La Iglesia cobra un importante papel en la novela, dividida simbólicamente en siete partes, El aval se nos presenta como un Nuevo Testamento: La Anunciación del requerimiento del aval para liberar a Jesús. La Pasión que hubo de sufrir Jesús al no poder comer con el sudor de su frente. El Calvario de todos aquellos que se desviaron de lo establecido. La Muerte. La Resurrección de la verdad. La Confesión de Rafael (nuestro ángel anunciador) y La Penitencia que sufrirán los descarriados. Pero en realidad el verdadero eje argumental no es la guerra. El tema es la venganza de un marido. Y es una pena porque Carmen Martínez Pineda escribe bien, las metáforas poéticas abundan, tanto que a veces nos viene a la memoria Miguel Hernández «cebollas y patatas come mi hijo que está por nacer», García Lorca «el dobladillo del vestido negro que llevaba impuesto en memoria de tantos lutos acumulados» o Antonio Machado «La tarde crepuscular […] y una bocanada ardiente surcó los ventanales». Otras veces el protagonista alude directa o indirectamente a los autores e intenta situar su preferencia ideológica a través de ellos «Las Rimas de Bécquer —me aclaró él—. Demasiado flojo para mi gusto. Y siguió rebuscando entre los libros hasta que encontró uno cuyo título lo sedujo: Veinte poemas de amor y una canción desesperada».
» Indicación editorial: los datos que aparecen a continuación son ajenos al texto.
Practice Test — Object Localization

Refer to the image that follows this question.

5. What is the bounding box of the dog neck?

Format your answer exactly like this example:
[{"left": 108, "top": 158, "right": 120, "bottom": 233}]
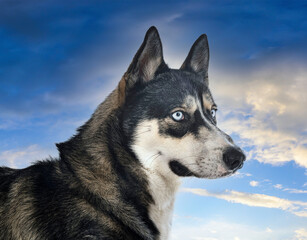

En El aval predominan las descripciones naturalistas, perfectas para albergar en la suciedad, toda la basura de gente sin ideales, gente que se guía por el instinto a causa de una pobreza tan absoluta que embrutece «cuadrucha fétida […] olía a cieno blando de acequia […] a sudor de hombres sin aseo […] las casas de pobres no tienen letrina donde defecar. Figúrese usted, papa, ni un agujero en el suelo para hacer de vientre».

La realidad de los trabajadores se reproduce con absoluta objetividad aunque solo en los aspectos vulgares: alcoholismo, prostitución, violencia y pobreza. El mundo en el que se desenvuelven Jesús, Joaquín, Rafael, Angelín, Rosalinda, Raúl o Florita rechaza la evasión. Los personajes no tienen libertad bien por ser mujeres o por miedo a disgustar a los que pertenecen al otro bando, los que saben guardar las formas, los intachables, los acostumbrados a poseer y mandar. No hay tregua para los que viven «al otro lado» y no hay perdón para quienes intentan comprenderlos. Es lo que le ocurre a Catalina, está con el hombre equivocado, con el de ideas infames al que todos le cierran las puertas. Catalina decide quedarse con Jesús, aunque también lo haya hecho obligada, e inmediatamente es apartada por su propio padre del confort al que estaba acostumbrada. Catalina se busca ella sola el aislamiento, la muerte social, porque no se considera digna de tener una buena vida. La culpa la persigue. Tampoco hay perdón par Raúl, que prefiere ser él mismo aunque sea considerado por todos un maricón y su padre lo prefiera muerto «un alarde innecesario, un querer y no poder, ganas de poner en evidencia a los señores del pueblo». No hay salida para los que no tienen una posición social y no mantienen el orden que rige la moral del poderoso. Son seres anulados por fuerzas deterministas. Aquellos que pretenden escapar de la incultura o la barbarie son castigados con la expulsión. No hay cabida en esa sociedad para los diferentes, «¿tú crees que yo me gasto un riñón en tus estudios para que andes perdiendo el tiempo con esa chusma?».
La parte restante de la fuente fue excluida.